RESUMO: O presente trabalho tem por escopo traçar, em linhas gerais, a evolução dos movimentos sociais e de que forma o Estado tem interferido nesse contexto, dando ênfase à atuação do Ministério Público e Judiciário, frente aos mesmos.
PALAVRAS-CHAVE: Movimentos Sociais. Estado. Ministério Público. Judiciário.
INTRODUÇÃO
Movimentos sociais denotam um conjunto de organizações, formais ou não, que apresentam para o Estado ou para outros segmentos da sociedade civil uma série de reivindicações sobre o que consideram como direitos, levando-se em conta o que está previsto na Constituição Federal ou noutras leis infraconstitucionais. Na história moderna temos o movimento operário como um dos primeiros movimentos sociais de grande significância. Lutavam por melhores salários e condições de trabalho. Hoje encontramos diversos outros movimentos na sociedade, como o dos camponeses, ambientalistas, de afirmação étnica, de gênero, de luta por moradia, de luta por saúde etc. Apesar das suas particularidades, todos apresentam como objetivo transformar ou preservar a ordem estabelecida na sociedade, na luta pelos seus direitos.
1. MOVIMENTOS SOCIAIS E A ATUAÇÃO DOS ENTES ESTATAIS
No Brasil, historicamente, um dos momentos de destaque dos movimentos sociais ocorreu nas lutas pela liberdade e contra o autoritarismo dos governos militares. Prova de que nas condições adversas, nos piores períodos, essas mobilizações acabam surgindo, como resultado da falta de condições básicas de sobrevivência do povo. E com a consolidação da democracia, a Constituição Federal de 1988 incorporou inúmeras demandas da classe trabalhadora e dos movimentos sociais, como os direitos sociais que puderam assegurar dignidade humana a todo o povo brasileiro. A questão é que quando tratamos dos direitos dos trabalhadores numa sociedade em que predominam os interesses capitalistas de uma classe dominante que tem influencia econômica e política sobre o aparato legislativo e judiciário, não se deve apenas assegurar aqueles direitos na forma da lei, mas criar condições para que se tornem direitos reais, através de ações políticas efetivas, com o propósito de, por exemplo, melhorar a distribuição de renda, promover uma educação de qualidade para os jovens, garantir uma saúde pública de qualidade para todos os brasileiros, diminuir o desemprego, a fome e miséria que tanto contribuem para a desigualdade social, combater a corrupção, etc.

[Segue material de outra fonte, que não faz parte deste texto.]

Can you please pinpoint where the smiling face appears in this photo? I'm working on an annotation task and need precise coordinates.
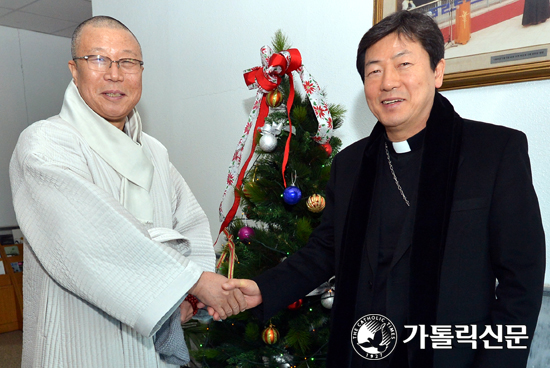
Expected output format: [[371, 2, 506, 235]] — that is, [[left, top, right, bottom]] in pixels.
[[363, 32, 445, 142], [68, 25, 143, 129]]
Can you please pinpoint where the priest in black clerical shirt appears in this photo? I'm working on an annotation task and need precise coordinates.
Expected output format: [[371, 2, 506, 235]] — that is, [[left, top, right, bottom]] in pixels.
[[221, 10, 546, 368]]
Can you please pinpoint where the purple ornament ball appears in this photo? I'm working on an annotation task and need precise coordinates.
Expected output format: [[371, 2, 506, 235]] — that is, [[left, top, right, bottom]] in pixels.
[[238, 226, 255, 241], [283, 186, 302, 205]]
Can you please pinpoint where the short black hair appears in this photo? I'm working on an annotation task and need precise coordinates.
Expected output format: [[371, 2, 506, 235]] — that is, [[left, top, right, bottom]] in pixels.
[[356, 11, 444, 80], [71, 15, 142, 59]]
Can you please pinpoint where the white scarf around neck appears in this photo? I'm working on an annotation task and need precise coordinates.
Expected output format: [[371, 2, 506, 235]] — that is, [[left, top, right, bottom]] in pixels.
[[59, 81, 155, 223]]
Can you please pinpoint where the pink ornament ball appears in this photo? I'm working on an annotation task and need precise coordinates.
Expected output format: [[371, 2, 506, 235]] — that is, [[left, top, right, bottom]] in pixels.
[[238, 226, 255, 241]]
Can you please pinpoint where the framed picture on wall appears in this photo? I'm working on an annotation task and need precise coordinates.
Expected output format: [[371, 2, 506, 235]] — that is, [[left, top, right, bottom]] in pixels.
[[374, 0, 550, 90]]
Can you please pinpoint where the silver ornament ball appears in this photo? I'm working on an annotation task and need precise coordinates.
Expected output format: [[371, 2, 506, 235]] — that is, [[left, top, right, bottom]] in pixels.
[[273, 353, 293, 368], [260, 133, 277, 152], [321, 289, 335, 309]]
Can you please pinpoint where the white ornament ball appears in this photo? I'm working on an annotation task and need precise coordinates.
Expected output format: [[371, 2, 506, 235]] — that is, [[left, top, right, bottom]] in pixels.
[[260, 133, 277, 152], [321, 289, 335, 309]]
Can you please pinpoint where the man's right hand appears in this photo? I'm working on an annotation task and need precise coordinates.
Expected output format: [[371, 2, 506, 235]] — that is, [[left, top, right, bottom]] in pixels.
[[222, 279, 263, 309], [188, 272, 246, 320]]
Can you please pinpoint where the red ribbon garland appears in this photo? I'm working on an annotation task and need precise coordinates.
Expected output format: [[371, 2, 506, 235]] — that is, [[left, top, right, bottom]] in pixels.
[[243, 48, 302, 188], [218, 49, 302, 234]]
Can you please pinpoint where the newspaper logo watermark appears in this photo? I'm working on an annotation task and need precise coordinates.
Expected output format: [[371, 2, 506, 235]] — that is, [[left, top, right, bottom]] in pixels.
[[403, 324, 528, 349], [350, 317, 528, 359], [351, 314, 397, 360]]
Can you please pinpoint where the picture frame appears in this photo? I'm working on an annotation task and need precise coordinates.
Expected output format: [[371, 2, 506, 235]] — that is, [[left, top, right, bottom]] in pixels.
[[3, 245, 20, 257], [373, 0, 550, 90]]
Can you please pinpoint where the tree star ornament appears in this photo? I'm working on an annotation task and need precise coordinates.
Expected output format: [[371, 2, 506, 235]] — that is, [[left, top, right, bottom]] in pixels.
[[262, 323, 280, 344], [306, 194, 325, 213]]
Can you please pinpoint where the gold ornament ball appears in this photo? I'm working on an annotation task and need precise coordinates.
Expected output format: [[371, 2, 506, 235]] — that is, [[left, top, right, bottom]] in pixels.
[[262, 324, 280, 344], [266, 90, 283, 107], [307, 194, 326, 213]]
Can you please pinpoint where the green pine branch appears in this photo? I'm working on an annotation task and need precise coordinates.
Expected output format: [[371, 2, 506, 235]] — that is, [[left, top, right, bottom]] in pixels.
[[272, 29, 292, 52]]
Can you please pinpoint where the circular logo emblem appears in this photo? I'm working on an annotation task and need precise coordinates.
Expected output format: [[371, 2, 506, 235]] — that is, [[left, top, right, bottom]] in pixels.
[[351, 314, 398, 360]]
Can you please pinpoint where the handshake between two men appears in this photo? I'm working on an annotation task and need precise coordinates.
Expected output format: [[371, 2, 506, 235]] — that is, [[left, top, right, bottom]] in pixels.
[[184, 272, 262, 323]]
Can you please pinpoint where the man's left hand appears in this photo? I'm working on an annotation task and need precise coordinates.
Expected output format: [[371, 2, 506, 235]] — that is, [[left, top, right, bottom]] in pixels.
[[179, 300, 194, 323]]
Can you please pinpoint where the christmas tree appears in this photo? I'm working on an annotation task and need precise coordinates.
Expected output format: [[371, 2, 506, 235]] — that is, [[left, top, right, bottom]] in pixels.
[[193, 31, 344, 368]]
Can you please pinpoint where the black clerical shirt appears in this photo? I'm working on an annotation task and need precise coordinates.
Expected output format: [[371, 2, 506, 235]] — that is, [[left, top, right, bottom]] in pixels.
[[370, 129, 425, 367]]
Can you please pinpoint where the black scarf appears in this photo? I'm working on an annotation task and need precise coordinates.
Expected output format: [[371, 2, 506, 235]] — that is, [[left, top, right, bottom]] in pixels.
[[327, 92, 463, 367]]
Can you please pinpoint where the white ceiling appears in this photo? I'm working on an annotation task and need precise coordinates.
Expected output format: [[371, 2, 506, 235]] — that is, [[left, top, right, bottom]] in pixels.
[[0, 0, 92, 38]]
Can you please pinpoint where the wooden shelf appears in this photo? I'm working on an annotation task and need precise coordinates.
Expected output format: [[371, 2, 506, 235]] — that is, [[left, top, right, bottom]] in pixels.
[[0, 244, 23, 333]]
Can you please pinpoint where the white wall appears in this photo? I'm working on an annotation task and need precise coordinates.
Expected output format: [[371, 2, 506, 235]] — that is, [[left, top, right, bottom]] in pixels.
[[0, 26, 72, 228], [91, 0, 375, 232], [92, 1, 550, 283]]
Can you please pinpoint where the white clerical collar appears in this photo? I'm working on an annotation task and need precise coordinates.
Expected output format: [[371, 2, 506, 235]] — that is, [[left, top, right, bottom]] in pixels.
[[392, 140, 411, 154]]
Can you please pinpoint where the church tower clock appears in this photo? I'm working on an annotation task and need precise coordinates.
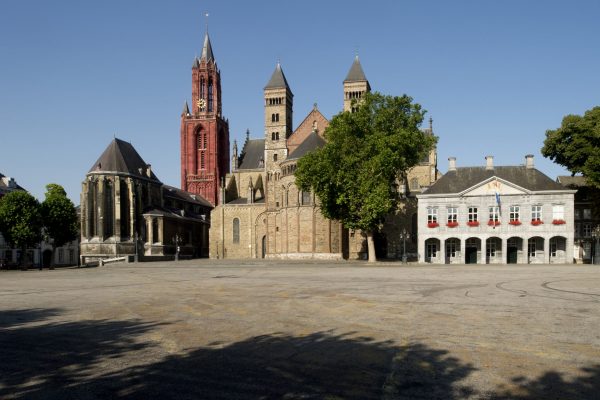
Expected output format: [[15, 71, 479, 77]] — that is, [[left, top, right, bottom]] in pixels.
[[180, 30, 230, 205]]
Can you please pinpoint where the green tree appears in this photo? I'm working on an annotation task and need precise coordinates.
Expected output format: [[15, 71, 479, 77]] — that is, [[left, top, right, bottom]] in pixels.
[[295, 92, 436, 262], [0, 191, 42, 267], [41, 184, 78, 268], [542, 106, 600, 188]]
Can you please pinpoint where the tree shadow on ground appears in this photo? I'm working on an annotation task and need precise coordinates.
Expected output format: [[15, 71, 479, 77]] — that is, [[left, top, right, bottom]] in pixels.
[[82, 332, 476, 400], [0, 308, 163, 399], [490, 365, 600, 400]]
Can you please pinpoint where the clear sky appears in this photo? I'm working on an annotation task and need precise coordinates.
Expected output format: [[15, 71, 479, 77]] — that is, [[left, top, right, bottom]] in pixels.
[[1, 0, 599, 203]]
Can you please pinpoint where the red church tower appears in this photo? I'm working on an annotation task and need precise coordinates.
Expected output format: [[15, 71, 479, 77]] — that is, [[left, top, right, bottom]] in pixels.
[[180, 30, 230, 205]]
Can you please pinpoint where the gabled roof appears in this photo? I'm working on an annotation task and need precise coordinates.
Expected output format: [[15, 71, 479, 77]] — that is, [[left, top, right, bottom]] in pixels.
[[423, 166, 567, 195], [344, 55, 368, 82], [88, 138, 160, 181], [287, 131, 326, 161], [238, 138, 265, 170], [264, 62, 292, 92], [200, 32, 214, 62]]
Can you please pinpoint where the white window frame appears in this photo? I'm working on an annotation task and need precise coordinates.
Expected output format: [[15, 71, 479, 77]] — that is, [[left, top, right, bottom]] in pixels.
[[486, 240, 497, 257], [468, 207, 478, 222], [447, 207, 457, 223], [446, 239, 458, 258], [528, 241, 536, 258], [552, 205, 565, 221], [426, 242, 437, 260], [509, 205, 520, 222], [531, 205, 542, 222], [583, 223, 592, 238], [427, 207, 438, 224], [489, 206, 500, 222]]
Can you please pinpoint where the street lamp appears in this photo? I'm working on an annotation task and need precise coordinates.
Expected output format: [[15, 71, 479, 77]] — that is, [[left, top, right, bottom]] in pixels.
[[592, 225, 600, 265], [400, 228, 410, 264]]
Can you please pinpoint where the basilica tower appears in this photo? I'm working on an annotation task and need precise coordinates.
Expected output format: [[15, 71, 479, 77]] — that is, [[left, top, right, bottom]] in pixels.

As atuais manifestações sociais, presentes na maior parte das cidades brasileiras, já são consideradas as maiores das últimas décadas. A evolução dos meios de comunicação com todo o volume de informações, aliadas a uma maior conscientização política, fizeram com que o cidadão caísse na realidade e buscasse uma participação política mais ativa. De início ocorreram devido aos altos valores das passagens dos transportes públicos, porém ampliaram e hoje incluem novas bandeiras, como a luta por um país com melhor qualidade de vida, principalmente nos setores de educação e saúde, fim da violência policial e da corrupção, apuração nos gastos das obras da Copa do Mundo, entre outros fatores que têm causado insatisfação geral. O movimento social brasileiro é forte, bem diversificado, e bastante complexo, trazendo consigo uma capacidade de mobilização da sociedade brasileira, na medida em que amplia sua capacidade de monitoramento das políticas públicas, além de nos últimos anos vir enfrentando com coragem o modelo concentrador e excludente de desenvolvimento econômico proposto pelo Estado.
Ocorre, porém, que nos últimos anos, paralelo à evolução desses movimentos, assiste-se ao um processo de perseguição e criminalização da luta social. Os conflitos originados nas ações dos movimentos sociais, através de pessoas ou grupos de pessoas que reivindicam direitos, continuam sendo incriminadas pelo Estado por uma ação descrita como crime, sem, entretanto conter uma finalidade criminosa. A incapacidade do Estado brasileiro de lidar com os conflitos sociais acaba resultando em prisões ilegais, despejos forçados, sequestros, detenções arbitrárias, violência policial, demissões arbitrárias, decisões judiciais contra o direto constitucional de greve como forma de repressão contra os trabalhadores, entre outras formas de punições. Se há organização de segmentos da sociedade em torno de determinada causa social, terminam acusados por formação de quadrilha; se há mobilização para protestar, por exemplo, contra violações de direitos humanos, acabam sofrendo acusação de promoção da desordem pública. Durante a ditadura militar havia intervenção nos sindicatos e hoje, no que se classifica de “ditadura democrática”, busca-se asfixiar financeiramente as entidades com as multas muitas vezes milionárias. O que mais causa impacto em tudo isso é que acontece em plena democracia.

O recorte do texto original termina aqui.